The findings may help solve the puzzle of why, if homosexuality is hereditary, it hasn't already disappeared from the gene pool, since gay people are less likely to reproduce than heterosexuals.
This is the kind of statement that falls apart to anyone with any knowledge whatsoever of cultural history. It's based on the assumption that throughout history, the phenomenon that we know as "gay" has existed as it exists now, when that's obviously not the case. I'm not even going to comment on a howler like "less likely to reproduce," except to ask "Since when does 'less likely' translate as 'not'?"
Before the late nineteenth century, there was no such thing as "a homosexual." As Kinsey found in his studies of male sexuality, desire seems spread across a continuum -- say what you will about Kinsey, his findings were, as much as is humanly possible, based on what men actually do, not what they're willing to admit.

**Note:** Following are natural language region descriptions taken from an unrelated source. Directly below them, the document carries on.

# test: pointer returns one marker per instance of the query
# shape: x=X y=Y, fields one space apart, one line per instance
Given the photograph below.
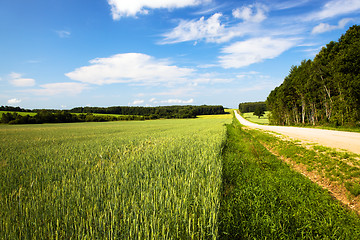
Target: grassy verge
x=262 y=198
x=337 y=171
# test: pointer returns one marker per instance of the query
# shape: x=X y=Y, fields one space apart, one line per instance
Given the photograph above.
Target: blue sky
x=64 y=54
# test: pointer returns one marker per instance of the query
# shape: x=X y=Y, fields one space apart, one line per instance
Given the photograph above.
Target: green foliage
x=252 y=118
x=251 y=106
x=259 y=111
x=323 y=91
x=262 y=198
x=114 y=180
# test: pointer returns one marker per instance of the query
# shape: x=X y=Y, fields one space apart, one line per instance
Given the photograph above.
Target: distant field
x=255 y=119
x=115 y=180
x=20 y=113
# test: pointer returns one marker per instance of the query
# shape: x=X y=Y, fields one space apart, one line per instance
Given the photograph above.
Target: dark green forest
x=322 y=91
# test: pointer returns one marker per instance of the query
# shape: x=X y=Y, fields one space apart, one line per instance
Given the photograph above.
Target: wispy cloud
x=255 y=50
x=131 y=68
x=324 y=27
x=210 y=30
x=336 y=8
x=63 y=88
x=17 y=80
x=283 y=5
x=251 y=13
x=137 y=102
x=130 y=8
x=14 y=101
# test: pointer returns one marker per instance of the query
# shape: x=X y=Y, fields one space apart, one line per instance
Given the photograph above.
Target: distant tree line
x=325 y=90
x=155 y=112
x=86 y=114
x=252 y=106
x=62 y=117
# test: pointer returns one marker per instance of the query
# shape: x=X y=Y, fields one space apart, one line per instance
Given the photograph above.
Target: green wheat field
x=203 y=178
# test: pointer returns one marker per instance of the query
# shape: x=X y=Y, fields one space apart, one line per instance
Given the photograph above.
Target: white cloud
x=64 y=88
x=63 y=33
x=282 y=5
x=134 y=68
x=130 y=8
x=324 y=27
x=137 y=102
x=17 y=80
x=251 y=13
x=211 y=30
x=14 y=101
x=335 y=8
x=245 y=53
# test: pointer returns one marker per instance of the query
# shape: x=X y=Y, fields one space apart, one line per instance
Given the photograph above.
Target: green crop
x=116 y=180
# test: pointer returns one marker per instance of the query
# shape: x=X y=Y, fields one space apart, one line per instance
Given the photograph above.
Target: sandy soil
x=349 y=141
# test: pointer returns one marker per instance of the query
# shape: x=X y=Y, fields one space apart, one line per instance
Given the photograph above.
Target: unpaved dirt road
x=349 y=141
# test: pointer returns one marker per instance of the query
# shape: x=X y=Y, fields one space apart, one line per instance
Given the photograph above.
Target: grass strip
x=262 y=198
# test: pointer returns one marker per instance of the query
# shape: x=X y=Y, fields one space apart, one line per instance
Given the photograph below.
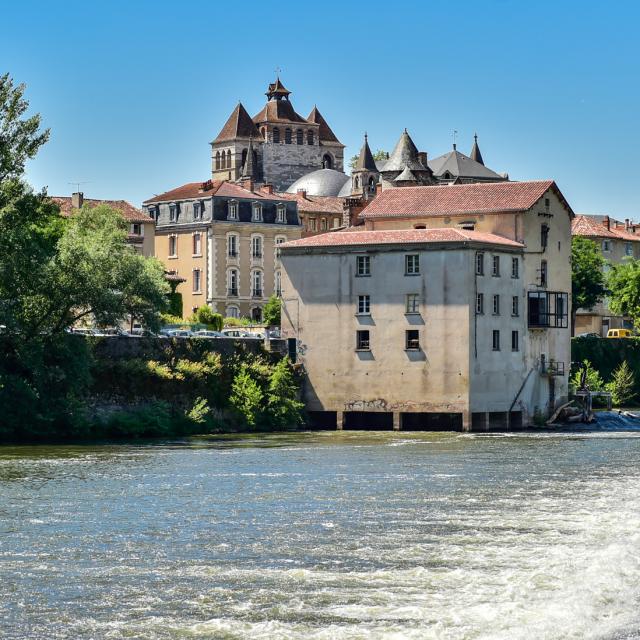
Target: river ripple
x=325 y=535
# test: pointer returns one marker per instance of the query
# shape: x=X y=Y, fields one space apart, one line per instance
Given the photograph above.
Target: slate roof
x=457 y=164
x=195 y=190
x=128 y=211
x=401 y=237
x=593 y=227
x=315 y=204
x=324 y=132
x=465 y=199
x=239 y=125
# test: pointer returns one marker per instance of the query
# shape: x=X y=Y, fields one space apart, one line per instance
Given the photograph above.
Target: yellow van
x=619 y=333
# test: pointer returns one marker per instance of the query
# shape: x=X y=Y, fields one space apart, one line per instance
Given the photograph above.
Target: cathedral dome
x=323 y=182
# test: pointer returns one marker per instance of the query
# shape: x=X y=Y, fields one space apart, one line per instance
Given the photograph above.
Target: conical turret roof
x=365 y=159
x=404 y=154
x=475 y=151
x=239 y=125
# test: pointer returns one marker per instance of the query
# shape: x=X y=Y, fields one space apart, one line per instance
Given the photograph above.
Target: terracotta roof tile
x=465 y=199
x=591 y=227
x=195 y=190
x=404 y=236
x=129 y=212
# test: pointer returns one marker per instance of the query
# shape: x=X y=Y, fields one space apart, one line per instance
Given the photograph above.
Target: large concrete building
x=617 y=241
x=222 y=239
x=449 y=309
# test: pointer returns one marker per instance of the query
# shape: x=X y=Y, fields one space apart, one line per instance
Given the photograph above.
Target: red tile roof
x=591 y=227
x=464 y=199
x=194 y=190
x=129 y=212
x=315 y=204
x=405 y=236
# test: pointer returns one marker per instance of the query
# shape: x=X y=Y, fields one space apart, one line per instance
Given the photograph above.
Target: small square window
x=364 y=305
x=363 y=265
x=412 y=340
x=412 y=303
x=362 y=341
x=412 y=264
x=495 y=271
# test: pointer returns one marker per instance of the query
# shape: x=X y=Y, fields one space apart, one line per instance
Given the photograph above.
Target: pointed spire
x=277 y=90
x=365 y=159
x=249 y=168
x=238 y=125
x=475 y=151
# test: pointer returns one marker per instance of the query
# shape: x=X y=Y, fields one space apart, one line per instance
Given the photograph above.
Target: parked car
x=205 y=333
x=619 y=333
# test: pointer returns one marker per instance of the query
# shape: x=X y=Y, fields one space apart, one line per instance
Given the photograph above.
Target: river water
x=325 y=535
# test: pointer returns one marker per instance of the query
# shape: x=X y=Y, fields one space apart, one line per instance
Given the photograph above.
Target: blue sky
x=134 y=91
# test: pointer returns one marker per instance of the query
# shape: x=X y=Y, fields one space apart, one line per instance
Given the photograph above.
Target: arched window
x=278 y=283
x=232 y=282
x=256 y=284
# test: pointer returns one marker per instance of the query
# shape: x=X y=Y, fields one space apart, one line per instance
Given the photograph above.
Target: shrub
x=622 y=384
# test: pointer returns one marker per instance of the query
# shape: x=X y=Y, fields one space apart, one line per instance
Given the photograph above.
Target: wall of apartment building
x=184 y=262
x=245 y=263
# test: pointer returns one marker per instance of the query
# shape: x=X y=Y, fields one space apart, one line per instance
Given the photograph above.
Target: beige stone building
x=617 y=241
x=141 y=225
x=223 y=239
x=449 y=310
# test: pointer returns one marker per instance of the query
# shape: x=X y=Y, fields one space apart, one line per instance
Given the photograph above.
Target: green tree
x=246 y=397
x=271 y=311
x=622 y=385
x=284 y=408
x=380 y=154
x=587 y=276
x=623 y=281
x=20 y=138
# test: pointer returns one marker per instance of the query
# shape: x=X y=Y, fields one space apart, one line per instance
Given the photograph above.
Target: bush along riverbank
x=171 y=389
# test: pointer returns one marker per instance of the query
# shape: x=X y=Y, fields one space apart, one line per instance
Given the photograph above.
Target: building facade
x=616 y=241
x=281 y=144
x=450 y=308
x=141 y=226
x=223 y=239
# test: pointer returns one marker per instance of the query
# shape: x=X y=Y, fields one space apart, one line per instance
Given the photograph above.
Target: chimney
x=77 y=199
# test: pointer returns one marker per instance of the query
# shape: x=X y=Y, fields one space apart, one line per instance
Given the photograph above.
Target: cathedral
x=277 y=146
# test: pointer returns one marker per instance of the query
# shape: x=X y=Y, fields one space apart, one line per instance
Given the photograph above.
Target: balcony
x=552 y=369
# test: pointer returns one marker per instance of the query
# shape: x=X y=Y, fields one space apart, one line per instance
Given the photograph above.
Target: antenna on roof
x=77 y=184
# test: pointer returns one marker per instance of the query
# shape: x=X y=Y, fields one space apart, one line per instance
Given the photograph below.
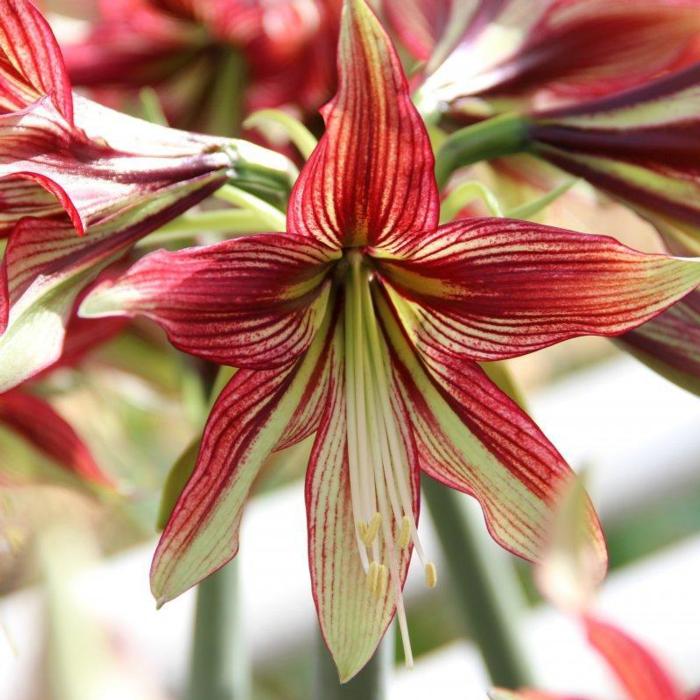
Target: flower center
x=378 y=453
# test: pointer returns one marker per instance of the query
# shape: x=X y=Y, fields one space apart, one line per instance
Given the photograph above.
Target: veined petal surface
x=473 y=438
x=252 y=302
x=371 y=177
x=248 y=421
x=489 y=289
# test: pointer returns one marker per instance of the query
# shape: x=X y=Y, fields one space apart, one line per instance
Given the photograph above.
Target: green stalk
x=493 y=138
x=371 y=683
x=219 y=667
x=485 y=587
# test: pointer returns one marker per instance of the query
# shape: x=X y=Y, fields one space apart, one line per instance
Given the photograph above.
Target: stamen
x=404 y=532
x=368 y=531
x=430 y=575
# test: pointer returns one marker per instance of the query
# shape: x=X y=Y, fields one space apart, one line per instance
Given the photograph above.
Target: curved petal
x=370 y=178
x=473 y=438
x=638 y=671
x=488 y=289
x=670 y=343
x=248 y=421
x=252 y=302
x=38 y=423
x=352 y=618
x=45 y=257
x=31 y=64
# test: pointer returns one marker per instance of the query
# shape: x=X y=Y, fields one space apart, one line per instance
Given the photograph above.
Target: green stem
x=485 y=587
x=219 y=667
x=371 y=683
x=493 y=138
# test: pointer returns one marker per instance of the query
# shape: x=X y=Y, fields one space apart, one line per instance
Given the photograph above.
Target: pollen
x=430 y=575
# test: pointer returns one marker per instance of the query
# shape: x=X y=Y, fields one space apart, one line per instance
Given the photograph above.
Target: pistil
x=379 y=459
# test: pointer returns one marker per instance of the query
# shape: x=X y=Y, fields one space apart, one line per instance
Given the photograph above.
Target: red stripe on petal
x=39 y=423
x=489 y=289
x=641 y=674
x=371 y=177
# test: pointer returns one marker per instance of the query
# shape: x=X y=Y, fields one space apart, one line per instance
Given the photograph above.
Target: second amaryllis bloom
x=79 y=184
x=363 y=325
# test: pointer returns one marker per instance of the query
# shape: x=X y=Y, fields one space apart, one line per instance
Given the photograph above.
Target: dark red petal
x=371 y=177
x=252 y=302
x=38 y=423
x=640 y=673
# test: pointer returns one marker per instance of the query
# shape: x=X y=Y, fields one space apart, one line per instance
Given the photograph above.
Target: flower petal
x=252 y=302
x=248 y=421
x=638 y=671
x=46 y=266
x=473 y=438
x=489 y=289
x=31 y=64
x=640 y=146
x=371 y=176
x=353 y=620
x=39 y=423
x=670 y=343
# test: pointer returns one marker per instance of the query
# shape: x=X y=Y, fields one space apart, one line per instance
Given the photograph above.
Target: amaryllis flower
x=639 y=673
x=277 y=53
x=79 y=184
x=561 y=52
x=363 y=324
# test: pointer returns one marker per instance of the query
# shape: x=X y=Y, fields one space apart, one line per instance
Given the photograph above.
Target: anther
x=404 y=532
x=368 y=531
x=430 y=575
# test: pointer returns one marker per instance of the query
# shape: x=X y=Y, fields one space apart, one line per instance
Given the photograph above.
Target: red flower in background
x=363 y=324
x=184 y=46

The expression of sexual orientation seems to be largely culturally determined. As this report notes:
Vasey said he suspects that the conditions just aren't right in modern Western societies for this genetic predisposition to express itself.

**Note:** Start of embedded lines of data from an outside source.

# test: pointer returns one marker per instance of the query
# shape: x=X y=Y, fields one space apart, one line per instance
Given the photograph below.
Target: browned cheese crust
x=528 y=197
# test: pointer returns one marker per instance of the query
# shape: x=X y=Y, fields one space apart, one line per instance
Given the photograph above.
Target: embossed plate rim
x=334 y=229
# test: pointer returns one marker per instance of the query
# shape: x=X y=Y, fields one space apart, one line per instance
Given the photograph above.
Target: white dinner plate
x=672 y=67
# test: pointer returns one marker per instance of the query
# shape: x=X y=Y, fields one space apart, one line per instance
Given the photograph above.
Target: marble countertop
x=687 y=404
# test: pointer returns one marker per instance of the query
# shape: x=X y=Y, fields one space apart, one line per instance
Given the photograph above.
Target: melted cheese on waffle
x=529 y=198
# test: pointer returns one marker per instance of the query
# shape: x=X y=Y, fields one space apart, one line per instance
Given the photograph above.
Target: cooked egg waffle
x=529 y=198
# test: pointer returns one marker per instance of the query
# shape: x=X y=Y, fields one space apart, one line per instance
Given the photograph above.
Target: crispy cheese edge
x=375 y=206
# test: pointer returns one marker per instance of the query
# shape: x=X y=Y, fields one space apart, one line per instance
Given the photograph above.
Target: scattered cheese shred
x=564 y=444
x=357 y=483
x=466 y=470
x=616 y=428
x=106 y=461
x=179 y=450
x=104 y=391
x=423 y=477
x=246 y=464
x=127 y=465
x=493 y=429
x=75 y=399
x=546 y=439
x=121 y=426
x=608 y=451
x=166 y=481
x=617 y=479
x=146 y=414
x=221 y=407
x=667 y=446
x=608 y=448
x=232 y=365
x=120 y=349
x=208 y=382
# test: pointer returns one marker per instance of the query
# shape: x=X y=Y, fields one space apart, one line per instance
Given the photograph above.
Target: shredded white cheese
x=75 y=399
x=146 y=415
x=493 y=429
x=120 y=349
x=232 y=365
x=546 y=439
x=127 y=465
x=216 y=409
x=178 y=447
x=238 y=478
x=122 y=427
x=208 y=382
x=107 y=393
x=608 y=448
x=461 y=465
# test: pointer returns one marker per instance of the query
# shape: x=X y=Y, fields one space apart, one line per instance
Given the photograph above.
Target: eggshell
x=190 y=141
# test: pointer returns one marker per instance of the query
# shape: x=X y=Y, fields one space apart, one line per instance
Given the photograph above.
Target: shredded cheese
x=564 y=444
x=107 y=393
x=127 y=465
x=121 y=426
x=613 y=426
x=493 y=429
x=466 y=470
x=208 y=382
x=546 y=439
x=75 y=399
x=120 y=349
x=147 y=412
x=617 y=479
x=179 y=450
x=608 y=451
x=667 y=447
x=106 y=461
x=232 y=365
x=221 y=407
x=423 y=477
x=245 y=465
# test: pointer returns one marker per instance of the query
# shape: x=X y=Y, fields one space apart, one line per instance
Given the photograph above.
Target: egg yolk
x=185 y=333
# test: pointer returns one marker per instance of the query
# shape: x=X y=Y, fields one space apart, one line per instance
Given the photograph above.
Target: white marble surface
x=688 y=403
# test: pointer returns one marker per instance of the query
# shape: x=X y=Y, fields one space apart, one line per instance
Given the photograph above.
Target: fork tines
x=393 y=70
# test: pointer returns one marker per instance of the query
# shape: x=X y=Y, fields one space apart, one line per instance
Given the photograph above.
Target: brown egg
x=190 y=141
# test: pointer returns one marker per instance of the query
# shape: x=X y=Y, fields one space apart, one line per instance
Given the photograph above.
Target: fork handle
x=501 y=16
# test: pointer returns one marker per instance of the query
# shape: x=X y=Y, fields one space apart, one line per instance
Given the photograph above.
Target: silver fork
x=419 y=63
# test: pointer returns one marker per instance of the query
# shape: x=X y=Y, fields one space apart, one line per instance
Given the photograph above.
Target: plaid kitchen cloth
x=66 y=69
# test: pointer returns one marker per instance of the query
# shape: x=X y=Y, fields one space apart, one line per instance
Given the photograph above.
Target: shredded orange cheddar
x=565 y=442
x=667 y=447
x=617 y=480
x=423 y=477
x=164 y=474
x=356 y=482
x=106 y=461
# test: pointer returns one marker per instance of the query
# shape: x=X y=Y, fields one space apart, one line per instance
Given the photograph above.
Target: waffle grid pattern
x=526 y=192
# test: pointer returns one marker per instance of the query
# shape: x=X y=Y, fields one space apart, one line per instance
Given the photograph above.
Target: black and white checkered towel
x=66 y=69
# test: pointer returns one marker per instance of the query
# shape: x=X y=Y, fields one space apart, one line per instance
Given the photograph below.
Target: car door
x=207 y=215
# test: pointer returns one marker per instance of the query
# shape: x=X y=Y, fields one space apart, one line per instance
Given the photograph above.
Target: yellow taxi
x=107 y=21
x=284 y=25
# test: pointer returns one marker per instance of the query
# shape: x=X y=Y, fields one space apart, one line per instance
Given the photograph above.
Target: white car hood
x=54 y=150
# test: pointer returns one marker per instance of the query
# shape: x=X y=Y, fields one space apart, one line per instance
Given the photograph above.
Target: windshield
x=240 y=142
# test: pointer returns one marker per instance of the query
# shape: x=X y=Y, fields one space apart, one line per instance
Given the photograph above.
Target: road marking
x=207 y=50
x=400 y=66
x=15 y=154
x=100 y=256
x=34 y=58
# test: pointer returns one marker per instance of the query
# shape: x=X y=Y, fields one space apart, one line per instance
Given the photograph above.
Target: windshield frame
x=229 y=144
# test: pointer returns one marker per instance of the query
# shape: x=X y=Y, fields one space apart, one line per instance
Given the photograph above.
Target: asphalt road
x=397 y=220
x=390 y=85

One major cultural difference is the individualistic nature of Western society, compared with the collectivistic culture in Samoa.
"We think we're close to our families, but Samoans are really close to their families," Vasey said. "People are more geographically connected in Samoa."
Additionally, there is less discrimination against fa'afafine, compared with the still-widespread homophobia that exists in many Western societies. Even if many Western gay men wanted to be doting uncles, their families might not always encourage it.
Vasey said the next step is to test whether this trend exists in other non-Western cultures where males with same-sex attractions are also accepted as a unique category.
A corollary here is that in Western societies, that ingrained homophobia will also work against men pairing with other men, and in favor of men entering into heterosexual marriages and even having children, regardless of their sexual orientation. (I've known several men who were married before coming out -- we all have. And some of them had children. As I keep saying, we gay, we're not sterile.) The more conservative the milieu, the more likely that scenario would be, I think.
Historically, there's no reason to believe men with same-sex attraction were not having children. The shining example, of course, is classical Greece, where it was expected that not only would a youth take an older male lover, but that he would also eventually get married and have children of his own. (It wasn't just Greece -- there seems to be evidence for a similar institution in ancient Albania, and one of the grounds on which a woman could divorce her husband under ancient Irish law was that he spent too much time with his male lover.)
Both of the studies reported focus on kin selection as a mechanism for insuring the inheritance of "gay" genes, and I don't dispute the possibility -- I have, in fact, brought it up in other discussions. But there's no reason that has to be the only mechanism. My major irritation is with the cultural blinders that cause people to think there is such a "puzzle" to begin with. Nor am I discounting an obvious influence from right-wing anti-gay rhetoric: there's a vested interest in pooh-poohing the idea of a genetic component to sexual orientation because in the wingnut world view, anything that contravenes those 4,000 year old tribal taboos from which we are to pick and choose must be a "choice."
But FTLOP, people, back off and look at what you're saying.